Law enforcement officials are hoping a location-tracking app and a drone will help solve the disappearance of a 20-year-old Knoxville college student.
Blount County Sheriff James Berrong said a body was found near Ballard's Way in George's Creek on Monday afternoon, which drains into Fort Loudoun Lake. That's not far from the area where missing Crown College student Blake Smith's car was found on Sunday.
Authorities have not yet positively identified the body, and are still investigating what happened to Smith, a Crown College student who was last seen on Saturday night.
They've received some big clues through the use of technology, including a phone app that revealed Smith's last known location.
"We use an app called Life360, you can track your children or track your family," Blake's father, Jim, said. "All of us, our family are on that."
According to the app, Blake Smith's phone was at a construction site, where the Blount County Sheriff's Office found his car.
"That was very beneficial that the family had an app on his phone that located the car or at least where his phone was, which was with the car," Blount County Sheriff Lee Berrong said. "(It's a) big advantage to us in finding out the whereabouts of him. "
Tech Expert Paul Sponcia said tracking apps like Life360 can help law enforcement and your family.
"This is a great example of how important it is, and how helpful it can be in really bad situations," Sponcia said. "How many people have been lost in the Smokies? And things like this can provide a lot of value at least to know where they were at one point."
That location eventually led the search and rescue team to an unidentified body using another piece of technology — a drone.
Law enforcement agencies across the nation are using drones to aid in their searches
Drones that help law enforcement and fire agencies across the nation keep people safe.

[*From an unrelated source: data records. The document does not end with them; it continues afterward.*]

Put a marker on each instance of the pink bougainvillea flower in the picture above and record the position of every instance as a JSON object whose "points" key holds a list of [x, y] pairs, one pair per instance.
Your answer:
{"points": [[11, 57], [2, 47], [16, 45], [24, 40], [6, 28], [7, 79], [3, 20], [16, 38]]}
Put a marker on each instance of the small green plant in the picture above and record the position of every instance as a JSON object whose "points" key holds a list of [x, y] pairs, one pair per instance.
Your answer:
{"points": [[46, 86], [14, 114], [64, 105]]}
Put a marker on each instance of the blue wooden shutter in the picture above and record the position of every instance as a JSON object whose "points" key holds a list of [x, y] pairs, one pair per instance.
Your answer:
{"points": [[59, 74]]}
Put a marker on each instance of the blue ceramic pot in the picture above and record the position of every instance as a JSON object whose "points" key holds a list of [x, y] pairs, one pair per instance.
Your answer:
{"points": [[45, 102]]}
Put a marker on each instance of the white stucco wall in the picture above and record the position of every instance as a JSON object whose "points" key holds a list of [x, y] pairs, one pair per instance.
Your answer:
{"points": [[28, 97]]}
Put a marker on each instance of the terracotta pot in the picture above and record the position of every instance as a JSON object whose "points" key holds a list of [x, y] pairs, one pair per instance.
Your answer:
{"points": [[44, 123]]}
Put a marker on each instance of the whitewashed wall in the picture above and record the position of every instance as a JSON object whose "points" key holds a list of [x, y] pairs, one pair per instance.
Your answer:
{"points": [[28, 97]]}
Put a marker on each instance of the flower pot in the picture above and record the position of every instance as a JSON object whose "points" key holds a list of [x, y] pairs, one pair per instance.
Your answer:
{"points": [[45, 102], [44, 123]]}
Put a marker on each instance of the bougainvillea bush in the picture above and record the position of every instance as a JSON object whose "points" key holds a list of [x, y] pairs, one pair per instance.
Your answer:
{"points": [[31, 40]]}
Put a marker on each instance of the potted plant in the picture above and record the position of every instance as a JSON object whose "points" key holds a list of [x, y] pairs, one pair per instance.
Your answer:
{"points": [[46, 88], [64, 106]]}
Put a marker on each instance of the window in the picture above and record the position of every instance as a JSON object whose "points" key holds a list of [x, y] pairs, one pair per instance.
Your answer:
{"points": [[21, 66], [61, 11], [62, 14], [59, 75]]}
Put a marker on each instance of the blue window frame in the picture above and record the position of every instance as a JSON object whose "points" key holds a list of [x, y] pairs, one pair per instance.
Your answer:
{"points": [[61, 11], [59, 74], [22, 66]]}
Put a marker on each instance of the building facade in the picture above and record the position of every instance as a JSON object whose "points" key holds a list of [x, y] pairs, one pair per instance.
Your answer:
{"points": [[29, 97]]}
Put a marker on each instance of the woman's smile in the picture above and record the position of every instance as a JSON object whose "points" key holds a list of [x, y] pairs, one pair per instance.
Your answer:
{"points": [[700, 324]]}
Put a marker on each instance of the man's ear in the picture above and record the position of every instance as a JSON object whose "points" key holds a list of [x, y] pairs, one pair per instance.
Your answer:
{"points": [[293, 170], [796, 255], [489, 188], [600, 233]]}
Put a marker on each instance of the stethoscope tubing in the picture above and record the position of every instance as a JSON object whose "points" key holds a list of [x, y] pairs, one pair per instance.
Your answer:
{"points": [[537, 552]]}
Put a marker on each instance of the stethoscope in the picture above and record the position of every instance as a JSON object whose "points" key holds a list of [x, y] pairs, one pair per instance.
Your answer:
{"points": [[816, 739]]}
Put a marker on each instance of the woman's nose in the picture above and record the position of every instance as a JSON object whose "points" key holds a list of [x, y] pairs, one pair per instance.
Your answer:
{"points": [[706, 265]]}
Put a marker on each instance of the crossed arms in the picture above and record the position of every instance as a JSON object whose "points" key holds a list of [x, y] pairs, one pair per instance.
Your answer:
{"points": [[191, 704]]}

"These tools are critical tools for law enforcement, for search and rescue, I mean there's underwater drones--I mean there's all kinds of situations where these can be used. So it's like everything else, it's taking advantage of both the human side of it, the human intuition, and the technology, are really important," Sponcia said.
They're helping locally at the Oak Ridge Fire Department.
"If we can keep the firefighters out of danger, then it's safer for everyone," Oak Ridge Firefighter Engineer Adam Daughtery said.
They're helping up in West Seneca, New York.
"Situational awareness in any type of hostage stand off," Lieutenant John McNamara wit the West Seneca Police Department said.
And they're helping in Cleveland, Ohio.
"You take this aerial view, you use thermal technology, you have the ability to locate someone," Chief Clayton A. Harris Tri-C Police Department said.
Hopefully giving families like the Smiths a small source of peace in a terrible situation.
"We will continue to pray, and continue to ask the Lord to lead, guide and direct us while we're here," Kim Smith said.
The sheriff said it's too soon to say if foul play was involved in Smith's disappearance.